Bil’s rating (out of 5): BB.
United Kingdom/Italy, 1990. Recorded Picture Company, Warner Bros., , Film Trustees Ltd., , Screenplay by Bernardo Bertolucci, Mark Peploe, based on the book by Paul Bowles. Cinematography by Vittorio Storaro. Produced by Jeremy Thomas. Music by Ryûichi Sakamoto. Production Design by Ferdinando Scarfiotti, Gianni Silvestri. Costume Design by James Acheson. Film Editing by Gabriella Cristiani.

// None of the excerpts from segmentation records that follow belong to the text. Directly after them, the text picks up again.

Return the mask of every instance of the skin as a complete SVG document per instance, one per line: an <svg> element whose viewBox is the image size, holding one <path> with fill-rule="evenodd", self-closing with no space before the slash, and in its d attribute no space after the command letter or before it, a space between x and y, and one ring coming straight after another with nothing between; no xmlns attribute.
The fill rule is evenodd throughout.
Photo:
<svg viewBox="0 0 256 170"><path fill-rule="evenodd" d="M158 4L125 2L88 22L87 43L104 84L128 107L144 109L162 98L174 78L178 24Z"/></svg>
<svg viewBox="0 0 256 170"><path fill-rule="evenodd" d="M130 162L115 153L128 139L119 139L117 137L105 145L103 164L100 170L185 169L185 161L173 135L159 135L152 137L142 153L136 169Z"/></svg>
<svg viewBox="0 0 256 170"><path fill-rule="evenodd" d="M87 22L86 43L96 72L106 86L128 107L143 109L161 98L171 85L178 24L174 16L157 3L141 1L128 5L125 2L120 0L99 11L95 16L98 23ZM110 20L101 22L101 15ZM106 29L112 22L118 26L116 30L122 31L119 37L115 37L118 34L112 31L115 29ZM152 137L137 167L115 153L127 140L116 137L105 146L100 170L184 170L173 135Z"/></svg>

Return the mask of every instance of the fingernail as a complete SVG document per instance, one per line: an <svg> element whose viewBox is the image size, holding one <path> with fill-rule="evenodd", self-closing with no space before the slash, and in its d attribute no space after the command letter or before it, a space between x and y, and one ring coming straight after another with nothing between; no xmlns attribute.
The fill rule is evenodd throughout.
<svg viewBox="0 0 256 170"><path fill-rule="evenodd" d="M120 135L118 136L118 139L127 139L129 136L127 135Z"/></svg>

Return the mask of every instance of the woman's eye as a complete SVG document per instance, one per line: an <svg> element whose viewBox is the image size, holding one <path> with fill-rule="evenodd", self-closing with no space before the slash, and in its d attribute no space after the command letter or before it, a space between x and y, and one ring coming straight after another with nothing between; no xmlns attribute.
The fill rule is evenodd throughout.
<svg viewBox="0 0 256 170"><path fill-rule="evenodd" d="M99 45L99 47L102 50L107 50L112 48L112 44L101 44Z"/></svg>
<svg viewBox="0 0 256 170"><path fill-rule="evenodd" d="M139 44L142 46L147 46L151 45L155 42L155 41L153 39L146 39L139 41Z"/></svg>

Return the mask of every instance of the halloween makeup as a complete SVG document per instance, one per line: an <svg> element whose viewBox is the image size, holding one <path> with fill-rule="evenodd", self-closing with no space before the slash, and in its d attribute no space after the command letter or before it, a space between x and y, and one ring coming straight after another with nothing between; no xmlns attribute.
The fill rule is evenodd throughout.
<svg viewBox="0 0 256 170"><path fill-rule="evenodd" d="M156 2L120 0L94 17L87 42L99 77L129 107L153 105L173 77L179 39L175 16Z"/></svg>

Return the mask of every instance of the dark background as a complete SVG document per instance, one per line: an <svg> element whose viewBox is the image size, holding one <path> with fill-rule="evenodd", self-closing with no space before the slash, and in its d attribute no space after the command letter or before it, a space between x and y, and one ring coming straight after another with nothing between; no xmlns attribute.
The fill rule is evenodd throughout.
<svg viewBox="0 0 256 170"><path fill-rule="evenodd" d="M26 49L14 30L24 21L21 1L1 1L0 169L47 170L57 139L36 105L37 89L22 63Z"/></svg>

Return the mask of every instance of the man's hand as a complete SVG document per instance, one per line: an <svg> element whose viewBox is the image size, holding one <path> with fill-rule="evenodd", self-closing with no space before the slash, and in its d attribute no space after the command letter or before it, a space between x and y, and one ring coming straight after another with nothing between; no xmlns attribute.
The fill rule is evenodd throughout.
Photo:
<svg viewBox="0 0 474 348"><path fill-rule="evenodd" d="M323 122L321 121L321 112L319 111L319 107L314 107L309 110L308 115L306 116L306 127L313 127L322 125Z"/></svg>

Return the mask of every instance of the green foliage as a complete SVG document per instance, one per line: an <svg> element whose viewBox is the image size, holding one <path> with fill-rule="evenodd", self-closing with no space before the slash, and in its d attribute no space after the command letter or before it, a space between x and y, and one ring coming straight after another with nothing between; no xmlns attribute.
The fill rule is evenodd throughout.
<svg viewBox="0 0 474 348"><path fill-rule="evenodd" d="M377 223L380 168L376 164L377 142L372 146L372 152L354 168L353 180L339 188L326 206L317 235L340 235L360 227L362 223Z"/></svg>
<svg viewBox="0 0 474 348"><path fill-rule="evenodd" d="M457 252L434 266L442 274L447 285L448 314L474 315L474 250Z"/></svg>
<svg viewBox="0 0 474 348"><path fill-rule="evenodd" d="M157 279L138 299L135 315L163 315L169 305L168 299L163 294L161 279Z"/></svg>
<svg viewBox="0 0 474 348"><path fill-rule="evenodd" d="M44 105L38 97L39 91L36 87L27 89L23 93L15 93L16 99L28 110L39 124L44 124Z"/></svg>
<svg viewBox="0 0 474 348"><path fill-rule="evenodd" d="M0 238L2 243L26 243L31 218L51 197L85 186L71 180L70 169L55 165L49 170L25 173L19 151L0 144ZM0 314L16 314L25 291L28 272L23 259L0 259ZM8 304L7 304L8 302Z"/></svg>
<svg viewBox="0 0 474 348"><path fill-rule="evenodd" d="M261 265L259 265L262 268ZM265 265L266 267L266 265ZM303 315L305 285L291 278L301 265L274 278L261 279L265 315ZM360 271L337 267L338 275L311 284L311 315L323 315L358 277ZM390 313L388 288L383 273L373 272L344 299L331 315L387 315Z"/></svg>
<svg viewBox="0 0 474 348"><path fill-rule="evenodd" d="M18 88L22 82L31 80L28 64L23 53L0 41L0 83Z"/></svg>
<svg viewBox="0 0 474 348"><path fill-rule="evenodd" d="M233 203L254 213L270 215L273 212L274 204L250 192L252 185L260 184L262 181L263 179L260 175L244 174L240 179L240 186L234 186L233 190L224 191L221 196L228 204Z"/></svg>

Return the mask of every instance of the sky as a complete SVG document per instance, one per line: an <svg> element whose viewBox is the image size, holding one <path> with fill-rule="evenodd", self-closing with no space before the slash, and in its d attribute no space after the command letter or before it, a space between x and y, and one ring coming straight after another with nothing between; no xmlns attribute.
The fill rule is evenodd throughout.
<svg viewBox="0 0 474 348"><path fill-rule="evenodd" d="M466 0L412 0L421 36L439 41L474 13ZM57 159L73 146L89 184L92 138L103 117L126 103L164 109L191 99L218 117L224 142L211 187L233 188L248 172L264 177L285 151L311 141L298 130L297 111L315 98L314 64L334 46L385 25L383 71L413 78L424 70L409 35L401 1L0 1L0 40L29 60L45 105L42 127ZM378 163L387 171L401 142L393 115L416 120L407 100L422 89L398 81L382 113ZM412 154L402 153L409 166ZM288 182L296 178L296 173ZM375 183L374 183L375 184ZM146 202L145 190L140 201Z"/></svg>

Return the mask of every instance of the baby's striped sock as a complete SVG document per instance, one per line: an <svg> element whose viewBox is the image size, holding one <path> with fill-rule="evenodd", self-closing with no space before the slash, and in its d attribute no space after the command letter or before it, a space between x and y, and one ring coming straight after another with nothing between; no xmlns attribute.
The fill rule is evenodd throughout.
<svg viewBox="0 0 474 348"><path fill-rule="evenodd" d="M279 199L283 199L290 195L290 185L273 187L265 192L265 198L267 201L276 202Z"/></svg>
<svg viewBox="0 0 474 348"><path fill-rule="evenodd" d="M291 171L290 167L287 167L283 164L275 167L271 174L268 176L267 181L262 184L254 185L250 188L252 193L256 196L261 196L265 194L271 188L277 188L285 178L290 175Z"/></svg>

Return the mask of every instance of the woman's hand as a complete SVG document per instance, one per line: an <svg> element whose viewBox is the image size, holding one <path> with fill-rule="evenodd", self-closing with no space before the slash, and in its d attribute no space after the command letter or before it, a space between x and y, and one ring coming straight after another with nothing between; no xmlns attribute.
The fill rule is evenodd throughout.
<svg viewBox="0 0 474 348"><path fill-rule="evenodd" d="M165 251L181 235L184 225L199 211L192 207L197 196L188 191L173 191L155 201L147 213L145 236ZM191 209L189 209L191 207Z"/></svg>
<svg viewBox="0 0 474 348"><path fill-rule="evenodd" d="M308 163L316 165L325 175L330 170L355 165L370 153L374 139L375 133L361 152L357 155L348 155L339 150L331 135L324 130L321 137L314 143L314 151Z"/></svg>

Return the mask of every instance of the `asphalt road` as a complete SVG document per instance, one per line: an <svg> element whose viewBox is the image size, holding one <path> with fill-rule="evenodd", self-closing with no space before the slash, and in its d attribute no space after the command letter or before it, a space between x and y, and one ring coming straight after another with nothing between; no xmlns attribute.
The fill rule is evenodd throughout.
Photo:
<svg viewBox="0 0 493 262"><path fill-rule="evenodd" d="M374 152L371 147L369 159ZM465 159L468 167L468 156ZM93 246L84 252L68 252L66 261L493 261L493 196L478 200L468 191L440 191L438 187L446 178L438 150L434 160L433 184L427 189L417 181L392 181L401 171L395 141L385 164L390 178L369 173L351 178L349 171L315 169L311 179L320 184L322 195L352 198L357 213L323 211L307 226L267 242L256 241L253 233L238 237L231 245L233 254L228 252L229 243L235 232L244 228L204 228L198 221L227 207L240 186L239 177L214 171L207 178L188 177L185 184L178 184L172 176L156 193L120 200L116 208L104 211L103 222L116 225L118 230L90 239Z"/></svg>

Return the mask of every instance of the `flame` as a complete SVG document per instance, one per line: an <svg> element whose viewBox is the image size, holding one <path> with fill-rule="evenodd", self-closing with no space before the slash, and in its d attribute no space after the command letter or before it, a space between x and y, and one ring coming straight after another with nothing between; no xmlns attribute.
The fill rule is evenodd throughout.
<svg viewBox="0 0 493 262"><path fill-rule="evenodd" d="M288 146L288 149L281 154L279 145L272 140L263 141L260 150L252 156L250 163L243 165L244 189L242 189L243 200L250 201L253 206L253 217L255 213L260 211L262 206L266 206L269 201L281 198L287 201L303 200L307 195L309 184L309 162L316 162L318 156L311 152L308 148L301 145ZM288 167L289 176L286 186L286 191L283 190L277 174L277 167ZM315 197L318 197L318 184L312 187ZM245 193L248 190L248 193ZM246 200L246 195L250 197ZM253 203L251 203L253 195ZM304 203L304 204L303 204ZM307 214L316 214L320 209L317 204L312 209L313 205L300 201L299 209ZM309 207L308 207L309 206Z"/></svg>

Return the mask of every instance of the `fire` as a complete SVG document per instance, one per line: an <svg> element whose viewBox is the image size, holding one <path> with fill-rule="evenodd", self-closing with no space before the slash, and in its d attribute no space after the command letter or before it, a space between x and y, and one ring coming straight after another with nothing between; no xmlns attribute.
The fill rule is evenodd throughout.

Bernardo Bertolucci follows his multi-Oscar awarded The Last Emperor with an adaptation of Paul Bowles’ marvelous novel, injecting his own familiar brand of sensual detail to the tale of travellers crossing Algeria in the 1930s. John Malkovich and Debra Winger are the married couple voyaging with an often unwelcome guest Campbell Scott, beleaguered by hiccups in transit and obnoxious fellow tourists in their attempt to find in this exotic landscape the passion that has been siphoned out of their marriage by familiarity and habit. What they get instead is a journey that takes them into ever-increasing discomfort before utter disaster. As visual experiences go, the film is probably the best looking movie set in a desert since Lawrence of Arabia: Vittorio Storaro is at the top of a game he has been at the top of for decades, making even interiors as ravishing and glinty as the exteriors are mesmerizing and atmospheric. Getting through the dull movements of the plot, however, is a different story, as this film is the very best example of both Bertolucci’s exquisite skill with framing and his complete lack of ability to ever find the dramatic centre of any given situation. Malkovich’s impenetrably passive personality has never been more irritating, while Winger is, unique for her, impossible to read as the at first optimistic and later desperate member of the couple who is determined to find the answers she is looking for in the sands of North Africa. Add to that the ridiculous inclusion of Bowles himself, who incongruously appears a handful of times to read portions of his magnificent book on screen, and you have a classic example of a story being given to the wrong storyteller (Bowles himself agreed, and his comments on the film adaptation are actually quite humorous). For all the sex that Bertolucci adds to the text (often in place of the novel’s more interesting and haunting cultural exploration), he manages to get no passion out of absolutely anything in this leaden bore; audiences would have to wait six years for The English Patient to show just how much heat the desert can radiate.